Молодой аббат Гилуа употреблял все усилия, чтобы исправить своих заблудших овец и обратить их на путь истины. Он произносил пламенные проповеди, которые слушали церковный сторож да две-три старухи, проклинал, грозил, упрашивал, но все его слова казались скучными и никому не нужными. Они никого не трогали и не волновали, как будто бы между молодым аббатом и его паствой находилась стена, в которой время замуровало все отверстия. Главной темой разговоров в Рансоме, кроме политики и вечной борьбы с капиталом, было истощение соседних каменноугольных копей. Вся земля под окрестными голыми холмами была изрыта на огромную глубину бесчисленными галереями и шахтами и походила на кусок дерева, источенный червями. Аббат Гилуа любил повторять, что когда-нибудь почва разверзнется под ногами нечестивых жителей Рансома, и все они очутятся на дне озера. Это мрачное предсказание было единственной частью его проповедей, которая, по мнению рудокопов, заслуживала обсуждения в зале у дяди Фюжоля.

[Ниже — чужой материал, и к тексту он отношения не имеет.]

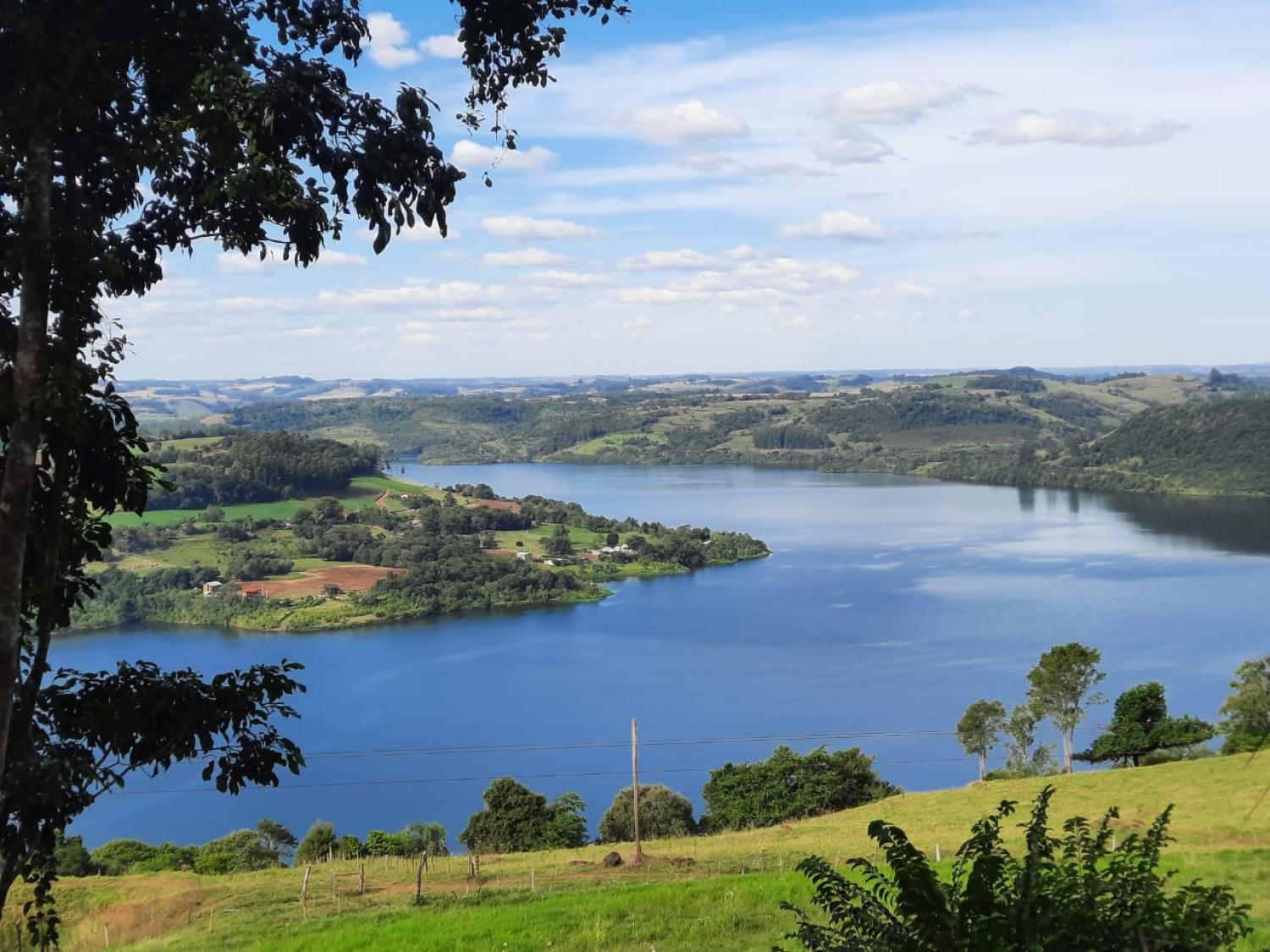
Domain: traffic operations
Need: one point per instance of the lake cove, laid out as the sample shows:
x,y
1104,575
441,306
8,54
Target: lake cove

Подземный лабиринт занимал в общей сложности, со всеми своими никому не известными разветвлениями, до шестидесяти километров. Но по крайней мере три четверти этого пространства уже много лет не давали ни одного куска угля. Редкие смельчаки, проникавшие в заброшенные, наполовину залитые водою галереи, рассказывали всякие небылицы об этом царстве мрака: там будто бы все еще шла таинственная работа, где-то звонил колокол, вспыхивали и блуждали синеватые огни, и странно, что рудокопы, давно утратившие веру в чудеса на земле, охотно верили всем таким рассказам. Небо, о котором беспрестанно говорил аббат Гилуа, казалось им пустым и холодным, но в глубине земли все еще жили духи, упорно сопротивлявшиеся войне, которую вели против них школы, газеты, машины, вся техника и весь общественный прогресс. Во время немецкого нашествия безграничный лабиринт Рансома сыграл спасительную роль для нескольких сотен несчастных мужчин и женщин, обвиненных в различных преступлениях. Половина домов в местечке была разрушена; от церкви уцелели только две стены, между которыми на груде мусора долго лежало окровавленное тело аббата Гилуа, убитого осколком снаряда. Население почти все исчезло, и только черные призраки Рансома по-прежнему плясали на пустынной равнине, над грудами камней, под которыми лежали трупы людей, расстрелянных германскими солдатами. Уходя, немцы подожгли огромные запасы угля, сложенные в виде пирамид. Огонь распространился в подземные галереи, и спустя несколько месяцев после того, как враг очистил страну, из глубоких шахт все еще валили клубы густого едкого дыма, который ветер разносил до Монса, Курселя и французской границы. Когда пожар наконец прекратился, круглая долина напоминала кратер потухшего вулкана или остывший горн гигантской кузницы. Невозможно было поверить, чтобы жизнь когда-нибудь вновь воскресла среди этих обожженных камней. Но не прошло и года, как в долине закипела лихорадочная работа, и тысячи людей по всем дорогам, из Курселя, Шарлеруа и Намюра, ежедневно направлялись к новому Рансому.